Desensitization masks nanomolar potency of ATP for the P2X1 receptor

ATP-gated P2X(1) receptors feature fast activation and fast desensitization combined with slow recovery from desensitized states. Here, we exploited a non-desensitizing P2X(2)/P2X(1), chimera that includes the entire P2X(1) ectodomain (Werner, P., Seward, E. P., Buell, G. N., and North, M A. (1996) Proc. Natl. Acad. Sci. U. S. A. 93, 1548515490) to obtain a macroscopic representation of intrinsic receptor kinetics without bias arising from the overlap of channel activation and desensitization.
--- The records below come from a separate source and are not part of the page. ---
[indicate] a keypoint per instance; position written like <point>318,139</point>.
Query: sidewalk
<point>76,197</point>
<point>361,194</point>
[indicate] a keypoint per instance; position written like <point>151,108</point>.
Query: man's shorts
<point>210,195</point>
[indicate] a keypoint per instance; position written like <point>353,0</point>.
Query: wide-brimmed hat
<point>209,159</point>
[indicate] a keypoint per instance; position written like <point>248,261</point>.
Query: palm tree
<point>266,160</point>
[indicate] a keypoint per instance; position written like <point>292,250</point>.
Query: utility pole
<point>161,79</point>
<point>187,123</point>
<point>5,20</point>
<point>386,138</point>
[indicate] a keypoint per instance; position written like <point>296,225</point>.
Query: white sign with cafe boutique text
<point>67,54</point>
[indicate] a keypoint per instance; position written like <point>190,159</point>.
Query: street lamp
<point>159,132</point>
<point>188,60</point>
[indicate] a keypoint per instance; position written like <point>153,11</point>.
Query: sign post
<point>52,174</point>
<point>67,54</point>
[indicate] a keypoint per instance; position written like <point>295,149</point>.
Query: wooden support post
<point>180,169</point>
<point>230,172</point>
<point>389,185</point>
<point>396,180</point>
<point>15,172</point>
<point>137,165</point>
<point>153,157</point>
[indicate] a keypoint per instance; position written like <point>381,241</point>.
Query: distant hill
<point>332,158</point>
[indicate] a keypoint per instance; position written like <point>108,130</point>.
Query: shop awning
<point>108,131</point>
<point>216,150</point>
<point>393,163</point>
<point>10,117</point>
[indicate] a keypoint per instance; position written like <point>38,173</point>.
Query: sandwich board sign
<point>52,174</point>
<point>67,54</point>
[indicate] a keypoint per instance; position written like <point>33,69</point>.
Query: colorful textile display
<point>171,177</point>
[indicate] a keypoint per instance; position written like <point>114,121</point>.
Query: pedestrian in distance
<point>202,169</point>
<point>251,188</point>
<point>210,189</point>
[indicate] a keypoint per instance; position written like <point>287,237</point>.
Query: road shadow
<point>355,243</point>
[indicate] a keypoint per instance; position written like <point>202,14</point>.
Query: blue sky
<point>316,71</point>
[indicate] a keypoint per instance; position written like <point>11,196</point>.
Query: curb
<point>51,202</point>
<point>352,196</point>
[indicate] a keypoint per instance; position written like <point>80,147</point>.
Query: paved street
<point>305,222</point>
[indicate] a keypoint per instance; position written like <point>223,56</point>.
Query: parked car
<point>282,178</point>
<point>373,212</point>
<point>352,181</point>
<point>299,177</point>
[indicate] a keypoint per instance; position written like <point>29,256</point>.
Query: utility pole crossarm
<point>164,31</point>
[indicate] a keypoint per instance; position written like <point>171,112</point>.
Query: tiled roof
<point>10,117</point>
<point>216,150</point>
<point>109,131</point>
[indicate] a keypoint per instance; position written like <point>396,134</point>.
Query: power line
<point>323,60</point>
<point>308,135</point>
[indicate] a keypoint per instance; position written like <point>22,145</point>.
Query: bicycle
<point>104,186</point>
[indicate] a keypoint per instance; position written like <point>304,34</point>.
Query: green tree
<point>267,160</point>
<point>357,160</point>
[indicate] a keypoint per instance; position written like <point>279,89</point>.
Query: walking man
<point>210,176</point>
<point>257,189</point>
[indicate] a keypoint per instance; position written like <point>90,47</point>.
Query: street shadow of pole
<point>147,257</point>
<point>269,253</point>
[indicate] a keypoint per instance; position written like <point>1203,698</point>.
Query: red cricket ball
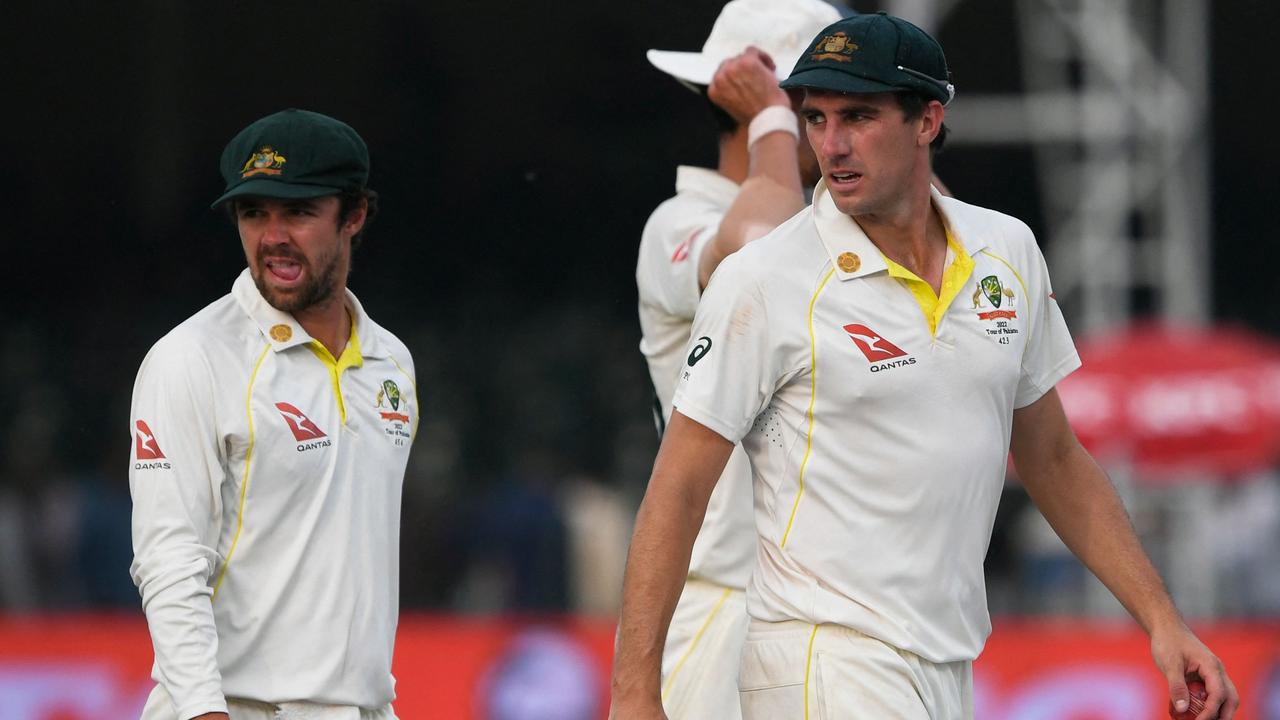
<point>1197,705</point>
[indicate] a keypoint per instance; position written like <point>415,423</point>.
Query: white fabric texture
<point>671,245</point>
<point>877,473</point>
<point>704,643</point>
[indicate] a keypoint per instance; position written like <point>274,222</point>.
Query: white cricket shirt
<point>878,447</point>
<point>671,246</point>
<point>266,493</point>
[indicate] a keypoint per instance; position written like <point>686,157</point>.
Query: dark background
<point>517,149</point>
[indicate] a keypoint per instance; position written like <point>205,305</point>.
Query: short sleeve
<point>734,363</point>
<point>670,253</point>
<point>1050,354</point>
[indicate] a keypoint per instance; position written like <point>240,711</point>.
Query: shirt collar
<point>854,255</point>
<point>283,331</point>
<point>707,183</point>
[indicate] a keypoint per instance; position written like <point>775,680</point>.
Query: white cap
<point>782,28</point>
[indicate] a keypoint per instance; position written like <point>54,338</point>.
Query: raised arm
<point>689,463</point>
<point>1078,500</point>
<point>745,86</point>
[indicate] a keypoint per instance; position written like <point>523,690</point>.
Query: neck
<point>735,162</point>
<point>910,233</point>
<point>328,323</point>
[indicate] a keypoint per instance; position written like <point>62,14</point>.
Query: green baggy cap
<point>874,53</point>
<point>293,154</point>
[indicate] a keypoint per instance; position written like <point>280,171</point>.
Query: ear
<point>931,123</point>
<point>355,222</point>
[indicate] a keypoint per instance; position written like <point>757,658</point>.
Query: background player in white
<point>878,414</point>
<point>272,431</point>
<point>758,183</point>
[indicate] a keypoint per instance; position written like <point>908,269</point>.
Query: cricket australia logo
<point>265,162</point>
<point>833,48</point>
<point>991,290</point>
<point>880,352</point>
<point>397,422</point>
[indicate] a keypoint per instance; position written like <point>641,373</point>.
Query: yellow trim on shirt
<point>248,458</point>
<point>351,358</point>
<point>954,278</point>
<point>813,395</point>
<point>1023,285</point>
<point>707,623</point>
<point>808,662</point>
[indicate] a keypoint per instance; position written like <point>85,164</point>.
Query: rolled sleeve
<point>174,477</point>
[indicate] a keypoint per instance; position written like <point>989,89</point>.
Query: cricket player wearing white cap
<point>270,436</point>
<point>878,356</point>
<point>757,185</point>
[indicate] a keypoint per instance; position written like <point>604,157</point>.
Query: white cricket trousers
<point>800,671</point>
<point>160,707</point>
<point>704,645</point>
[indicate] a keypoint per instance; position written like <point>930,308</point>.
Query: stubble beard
<point>316,290</point>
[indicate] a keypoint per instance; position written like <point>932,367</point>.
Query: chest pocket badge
<point>996,305</point>
<point>393,410</point>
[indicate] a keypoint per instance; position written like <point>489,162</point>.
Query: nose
<point>833,145</point>
<point>274,229</point>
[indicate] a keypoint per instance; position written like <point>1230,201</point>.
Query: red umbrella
<point>1179,400</point>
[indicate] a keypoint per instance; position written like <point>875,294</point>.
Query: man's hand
<point>1179,652</point>
<point>638,710</point>
<point>746,83</point>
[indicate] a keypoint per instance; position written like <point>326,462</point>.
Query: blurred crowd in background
<point>524,483</point>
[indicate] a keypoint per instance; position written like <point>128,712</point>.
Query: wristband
<point>775,118</point>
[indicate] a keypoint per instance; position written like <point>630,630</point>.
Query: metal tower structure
<point>1114,106</point>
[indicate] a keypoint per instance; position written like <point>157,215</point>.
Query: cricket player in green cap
<point>878,356</point>
<point>270,436</point>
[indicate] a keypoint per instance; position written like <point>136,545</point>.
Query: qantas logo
<point>146,446</point>
<point>301,425</point>
<point>681,253</point>
<point>872,345</point>
<point>877,349</point>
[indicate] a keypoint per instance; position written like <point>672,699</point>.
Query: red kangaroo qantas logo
<point>872,345</point>
<point>146,445</point>
<point>301,425</point>
<point>681,253</point>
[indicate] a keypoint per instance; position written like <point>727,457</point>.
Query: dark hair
<point>725,123</point>
<point>913,106</point>
<point>348,200</point>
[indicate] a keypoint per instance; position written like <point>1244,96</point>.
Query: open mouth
<point>844,181</point>
<point>283,269</point>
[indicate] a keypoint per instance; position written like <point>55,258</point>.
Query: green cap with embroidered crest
<point>293,154</point>
<point>874,53</point>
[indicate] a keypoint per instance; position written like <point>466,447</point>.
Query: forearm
<point>769,195</point>
<point>685,472</point>
<point>181,621</point>
<point>1079,501</point>
<point>657,565</point>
From the stationary currents made amenable to analysis by this chimera, an EC50 for ATP of 3.3 nm was derived, representing a >200- and >7000-fold higher ATP potency than observed for the parental P2X(1) and P2X(2A) receptors, respectively. Also, other agonists activated the P2X(2)/P2X(1), chimera with nanomolar EC50 values ranging from 3.5 to 73 nm in the following rank order: 2-methylthio-ATP, 2',3'-O-(4-benzoylbenzoyl)-ATP, alpha,beta-methylene-ATP, adenosine 5'-0-(3-thiotriphosphate). Upon washout, the P2X(2)/P2X(1) chimera deactivated slowly with a time constant (ranging from 63 to 2.5 s) that is inversely related to the EC50 value for the corresponding agonist. This suggests that deactivation time courses reflect unbinding rates, which by themselves define agonist potencies. The P2X(2)/P2X(1) chimera and the P2X(1) receptor possess virtually identical sensitivity to inhibition by the P2X(1) receptor-selective antagonist NF279, a suramin analog. These results suggest that the P2X(1), ectodomain confers nanomolar ATP sensitivity, which, within the wild-type P2X(1) receptor, is obscured by desensitization such that only a micromolar ATP potency can be deduced from peak current measurements, representing an amalgam of activation and desensitization.